2011年8月4日木曜日

ノルウェー連続テロの余波(たぶん1)

7月22日にノルウェーで起きたテロ事件。逮捕された実行犯は日本と韓国を理想として挙げていて、精神鑑定に日本人の専門家を要求していることは日本語のニュースにもなりました。こちらで分析記事が出るのはもう少し先でしょうが(なによりオランダのメディアは夏休み中)、ウィルダース・PVV党首の言動との関連付けはともかく、その批判に偏らない論説を出す時間があるかは疑問。9月に入って国会が再開すれば、議論が政治的な立場表明に引っぱられることは目に見えています。事件をどう考えるかと問われて肯定・支持するはずがないのに。

先週土曜日のde Volkskrantには、オランダでもファンが多いノルウェーのミステリ作家Jo Nesbøが書いた文章の翻訳が掲載されていました。「ノルウェーはもう無垢ではない」というタイトルで、何も変わらない・何も起こらない社会だという共通の感覚(=思い込み)は事件があった日を境に変わってしまったと述べられています。

[...いつも普通にあるものだと思っていた安心感や信頼は大きく揺らいだ。
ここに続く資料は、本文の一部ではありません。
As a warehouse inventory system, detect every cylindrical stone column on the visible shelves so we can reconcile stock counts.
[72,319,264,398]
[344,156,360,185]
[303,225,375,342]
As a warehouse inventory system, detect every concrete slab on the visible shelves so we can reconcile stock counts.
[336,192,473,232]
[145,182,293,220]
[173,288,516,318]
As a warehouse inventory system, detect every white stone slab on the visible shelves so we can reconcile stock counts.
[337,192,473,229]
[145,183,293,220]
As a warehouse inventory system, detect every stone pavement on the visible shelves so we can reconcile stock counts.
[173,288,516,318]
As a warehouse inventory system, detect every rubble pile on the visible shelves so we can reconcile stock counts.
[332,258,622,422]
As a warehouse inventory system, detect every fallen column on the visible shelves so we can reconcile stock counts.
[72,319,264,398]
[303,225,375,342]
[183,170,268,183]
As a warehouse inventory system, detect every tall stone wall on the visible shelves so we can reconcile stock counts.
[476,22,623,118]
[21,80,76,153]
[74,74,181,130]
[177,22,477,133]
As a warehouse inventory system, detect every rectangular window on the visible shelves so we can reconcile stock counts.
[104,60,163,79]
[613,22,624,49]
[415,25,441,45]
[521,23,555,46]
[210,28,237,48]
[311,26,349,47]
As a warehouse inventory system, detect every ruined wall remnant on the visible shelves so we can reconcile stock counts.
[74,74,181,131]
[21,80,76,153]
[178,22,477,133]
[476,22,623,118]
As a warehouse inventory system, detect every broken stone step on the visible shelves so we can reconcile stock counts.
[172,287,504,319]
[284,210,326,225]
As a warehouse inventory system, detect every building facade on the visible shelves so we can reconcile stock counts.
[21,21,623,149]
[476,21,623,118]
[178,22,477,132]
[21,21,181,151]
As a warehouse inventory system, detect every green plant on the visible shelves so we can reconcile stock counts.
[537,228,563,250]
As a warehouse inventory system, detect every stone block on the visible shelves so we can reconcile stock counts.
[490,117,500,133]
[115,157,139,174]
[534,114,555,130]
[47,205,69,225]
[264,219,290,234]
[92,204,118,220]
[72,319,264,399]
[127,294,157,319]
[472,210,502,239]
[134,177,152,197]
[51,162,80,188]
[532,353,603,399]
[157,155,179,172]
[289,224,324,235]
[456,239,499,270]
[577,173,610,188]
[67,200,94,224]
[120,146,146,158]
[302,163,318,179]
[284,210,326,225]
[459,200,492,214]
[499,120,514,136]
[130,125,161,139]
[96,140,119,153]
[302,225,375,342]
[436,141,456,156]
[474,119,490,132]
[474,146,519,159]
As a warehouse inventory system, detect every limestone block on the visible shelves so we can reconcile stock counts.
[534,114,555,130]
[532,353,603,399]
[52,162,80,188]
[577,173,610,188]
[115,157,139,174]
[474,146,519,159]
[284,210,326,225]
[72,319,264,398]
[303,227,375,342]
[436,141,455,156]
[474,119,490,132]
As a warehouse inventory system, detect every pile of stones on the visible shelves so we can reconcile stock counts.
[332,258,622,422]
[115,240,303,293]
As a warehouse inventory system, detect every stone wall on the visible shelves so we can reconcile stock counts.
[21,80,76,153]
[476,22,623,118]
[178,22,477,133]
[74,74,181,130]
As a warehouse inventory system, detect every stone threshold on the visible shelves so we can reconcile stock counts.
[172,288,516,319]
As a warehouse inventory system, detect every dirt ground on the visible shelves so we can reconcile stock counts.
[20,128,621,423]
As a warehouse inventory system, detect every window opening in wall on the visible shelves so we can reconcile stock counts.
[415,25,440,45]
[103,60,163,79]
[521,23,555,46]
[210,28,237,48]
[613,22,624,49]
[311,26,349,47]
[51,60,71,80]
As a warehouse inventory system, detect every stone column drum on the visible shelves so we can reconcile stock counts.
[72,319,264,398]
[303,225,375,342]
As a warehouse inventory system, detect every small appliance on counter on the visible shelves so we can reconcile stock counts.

後戻りはできない。追悼集会には、冷静沈着を旨とする国民性からは意外なほど大勢の市民が参加した。これは、わたしたちが受け継いできた価値観を奪う者を許さないという意思、恐怖心には屈しないという決意の表れだ。ノルウェー人はこれから、 当たり前のものなどないということを毎年思い返すだろう。...]

Nesbøは作家として成功し、文中のエピソードによれば現首相とサイクリングに出かけるような友人関係でもあるらしく、そういう背景を考える必要はあるでしょう。それでも、お互いにルールを守っているから大丈夫、怖がる必要はないという常識が崩れたことに対する静かな憤りが伝わる文章でした。

ちなみにこの寄稿文、ニューヨーク・タイムズにも掲載されたのですが、まずタイトルが違います(The New York Times: The Past Is a Foreign Country)。またウェブ上で読む限り、ヨーロッパに関わる文脈が削られてかなり短くなっていました。結びの段落を引用。
So if there is no road back to how things used to be, to the naive fearlessness of what was untouched, there is a road forward. To be brave. To keep on as before. To turn the other cheek as we ask: "Is that all you've got?" To refuse to let fear change the way we build our society.
今後明らかになるであろう事件の詳細とは別に、その先を見据えた声も現地ではたくさんあるのだと思います。日本の地震のニュースがすっかり消えてしまったオランダの状況と重ね合わせています。